Los agentes casi parecieron alegrarse de verla llorar de esa manera. Al cabo de un rato, Yayoi alzó la cabeza y se enjugó las lágrimas con el reverso de la mano. Estaba confundida. Kuniko había tenido razón al decirle que no podía entenderlo. Efectivamente, prefería pensar que Kenji se había ido.
—¿Se encuentra mejor?
—Sí. Disculpen.
—¿Podría pasarse mañana por comisaría? —le pidió Kinugasa mientras se ponía de pie—. Tenemos varias preguntas que hacerle.
Yayoi asintió y se quedó pensativa. ¿Aún más preguntas? ¿Hasta cuándo iba a durar todo eso?
Imai seguía sentado, revisando sus notas.
—Se me ha olvidado preguntarle una cosa —dijo finalmente alzando la vista.
—Usted dirá.
Por mucho que se enjugara las lágrimas, éstas seguían brotando.
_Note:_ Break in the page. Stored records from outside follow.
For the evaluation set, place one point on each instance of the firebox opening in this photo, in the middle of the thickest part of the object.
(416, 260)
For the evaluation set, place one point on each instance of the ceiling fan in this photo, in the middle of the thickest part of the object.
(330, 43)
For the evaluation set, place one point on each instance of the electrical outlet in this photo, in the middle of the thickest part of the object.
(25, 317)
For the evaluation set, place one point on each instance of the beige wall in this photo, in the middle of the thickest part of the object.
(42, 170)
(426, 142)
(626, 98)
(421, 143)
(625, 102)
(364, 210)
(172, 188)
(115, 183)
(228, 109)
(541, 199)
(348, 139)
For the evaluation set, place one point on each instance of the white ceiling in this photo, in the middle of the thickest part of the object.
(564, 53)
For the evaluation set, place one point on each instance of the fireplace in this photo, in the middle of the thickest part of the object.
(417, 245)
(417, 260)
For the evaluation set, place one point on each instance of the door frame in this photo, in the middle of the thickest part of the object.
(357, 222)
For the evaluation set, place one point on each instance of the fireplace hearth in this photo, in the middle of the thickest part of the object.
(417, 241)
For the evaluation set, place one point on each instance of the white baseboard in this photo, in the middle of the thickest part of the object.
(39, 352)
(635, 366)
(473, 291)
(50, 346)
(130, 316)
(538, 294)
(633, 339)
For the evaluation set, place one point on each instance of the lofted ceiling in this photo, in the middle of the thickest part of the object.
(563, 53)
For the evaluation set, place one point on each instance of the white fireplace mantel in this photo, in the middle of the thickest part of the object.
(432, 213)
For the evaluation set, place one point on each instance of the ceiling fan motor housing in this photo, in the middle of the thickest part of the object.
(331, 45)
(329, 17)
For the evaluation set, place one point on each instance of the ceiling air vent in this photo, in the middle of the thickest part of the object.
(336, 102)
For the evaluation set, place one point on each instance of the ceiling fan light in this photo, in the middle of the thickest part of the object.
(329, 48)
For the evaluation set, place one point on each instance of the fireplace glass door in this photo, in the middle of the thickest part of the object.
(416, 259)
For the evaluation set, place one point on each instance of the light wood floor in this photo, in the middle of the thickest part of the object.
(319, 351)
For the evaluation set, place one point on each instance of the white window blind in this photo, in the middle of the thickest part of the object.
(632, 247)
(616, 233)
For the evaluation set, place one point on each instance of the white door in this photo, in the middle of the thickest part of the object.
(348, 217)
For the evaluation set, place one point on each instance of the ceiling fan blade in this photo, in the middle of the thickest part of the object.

—¿A qué hora regresó de la fábrica a la mañana siguiente? —le preguntó mirándola a los ojos—. ¿Podría contarnos lo que hizo ese día?
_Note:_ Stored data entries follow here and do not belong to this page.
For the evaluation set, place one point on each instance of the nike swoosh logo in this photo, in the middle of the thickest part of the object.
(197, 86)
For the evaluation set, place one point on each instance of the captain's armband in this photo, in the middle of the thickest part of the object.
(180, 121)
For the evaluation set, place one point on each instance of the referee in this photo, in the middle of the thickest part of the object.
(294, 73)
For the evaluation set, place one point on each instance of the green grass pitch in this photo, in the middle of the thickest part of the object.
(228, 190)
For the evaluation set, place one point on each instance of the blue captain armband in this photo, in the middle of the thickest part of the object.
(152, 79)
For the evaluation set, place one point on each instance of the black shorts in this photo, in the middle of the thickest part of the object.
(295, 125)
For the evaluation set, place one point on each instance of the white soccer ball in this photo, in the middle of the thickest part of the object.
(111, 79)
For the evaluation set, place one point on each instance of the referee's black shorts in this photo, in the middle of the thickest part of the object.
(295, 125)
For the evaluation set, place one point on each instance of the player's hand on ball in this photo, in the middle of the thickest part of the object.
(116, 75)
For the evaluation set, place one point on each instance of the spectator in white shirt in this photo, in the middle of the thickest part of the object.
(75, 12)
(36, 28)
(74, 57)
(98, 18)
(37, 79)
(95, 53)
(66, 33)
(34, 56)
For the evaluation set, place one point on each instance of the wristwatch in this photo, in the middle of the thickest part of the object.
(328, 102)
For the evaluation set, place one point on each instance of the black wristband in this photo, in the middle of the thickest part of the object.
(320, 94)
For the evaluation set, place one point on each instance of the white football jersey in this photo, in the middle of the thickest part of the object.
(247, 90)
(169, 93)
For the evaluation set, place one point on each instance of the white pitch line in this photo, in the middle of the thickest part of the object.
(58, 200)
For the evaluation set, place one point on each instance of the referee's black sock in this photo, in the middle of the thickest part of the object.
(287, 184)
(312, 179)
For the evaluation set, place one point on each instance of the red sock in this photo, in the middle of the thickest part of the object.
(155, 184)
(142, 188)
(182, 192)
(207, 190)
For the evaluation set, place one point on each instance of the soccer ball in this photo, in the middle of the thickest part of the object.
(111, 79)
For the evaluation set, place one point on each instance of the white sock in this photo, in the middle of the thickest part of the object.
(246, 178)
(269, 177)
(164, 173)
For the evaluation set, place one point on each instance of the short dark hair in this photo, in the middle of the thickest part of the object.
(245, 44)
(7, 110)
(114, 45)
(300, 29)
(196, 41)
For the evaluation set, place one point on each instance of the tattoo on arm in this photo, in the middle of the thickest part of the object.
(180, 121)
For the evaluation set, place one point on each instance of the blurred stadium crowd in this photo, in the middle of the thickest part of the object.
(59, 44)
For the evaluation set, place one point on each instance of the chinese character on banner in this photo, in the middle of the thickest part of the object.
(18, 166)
—Terminé el turno a las cinco y media, me cambié y llegué a casa poco antes de las seis.
—¿Siempre vuelve a casa directamente después del trabajo?
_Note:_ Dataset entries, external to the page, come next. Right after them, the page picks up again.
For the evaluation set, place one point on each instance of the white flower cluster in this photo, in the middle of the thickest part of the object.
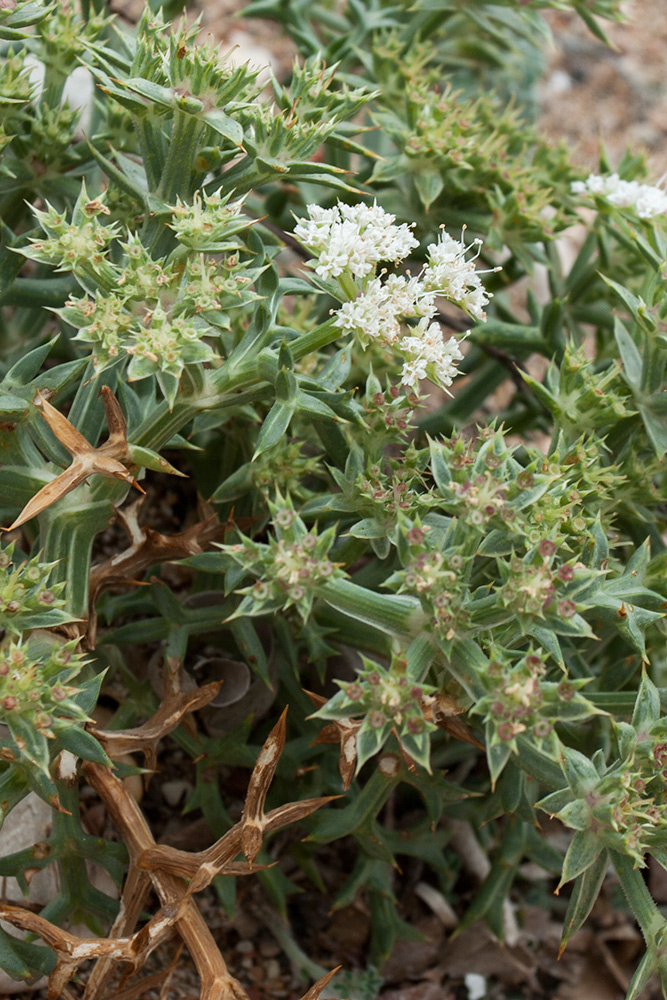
(349, 241)
(428, 356)
(646, 200)
(449, 273)
(353, 238)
—Normalmente sí —repuso Yayoi con la cabeza aún nublada por la imagen que acababa de ver. Tenía que escoger bien las palabras—. A veces me quedo a hablar o a tomar un café con mis compañeras, pero ese día estaba preocupada por mi marido y regresé en seguida.
—Claro —observó Imai asintiendo con la cabeza.
—Al llegar a casa, dormí un par de horas y después llevé a los niños a la escuela.
—Estaba lloviendo, ¿verdad? ¿Fue en coche?
—No, no tenemos coche. Y yo no tengo carnet. Los llevé en bicicleta.
Los policías se miraron de nuevo. El hecho de que no condujera era una baza a su favor.
—¿Y después? —inquirió Imai.
—Regresé hacia las nueve y media y estuve hablando con una vecina, cerca de los contenedores de basura. Luego hice la colada, ordené un poco la casa y hacia las once me acosté de nuevo. A la una recibí una llamada de la oficina de mi marido diciendo que no había ido a trabajar y me asusté.
Mientras respondía con facilidad, Yayoi volvió a relajarse y se arrepintió de haberse enfadado con Masako.
—Muchas gracias —dijo Imai al tiempo que cerraba su bloc de notas.
Kinugasa estaba de pie y con los brazos cruzados, esperándolo, impaciente.
Al acompañarlos hasta la entrada y observar cómo se ponían los zapatos, Yayoi sintió que las sospechas de los policías se habían transformado de nuevo en compasión.
—Hasta mañana —dijo Kinugasa antes de cerrar la puerta.
Yayoi miró su reloj. Pronto llegarían la madre y el hermano de Kenji. Tragó saliva, pensando que tenía que prepararse para una nueva escena de lágrimas. Sin embargo, lo único que tenía que hacer era responder con su llanto. La visita de los policías le había servido para practicar.
La tensión y la confusión habían desaparecido. Miró a su alrededor y, tras darse cuenta de que estaba justo donde había muerto Kenji, dio un respingo.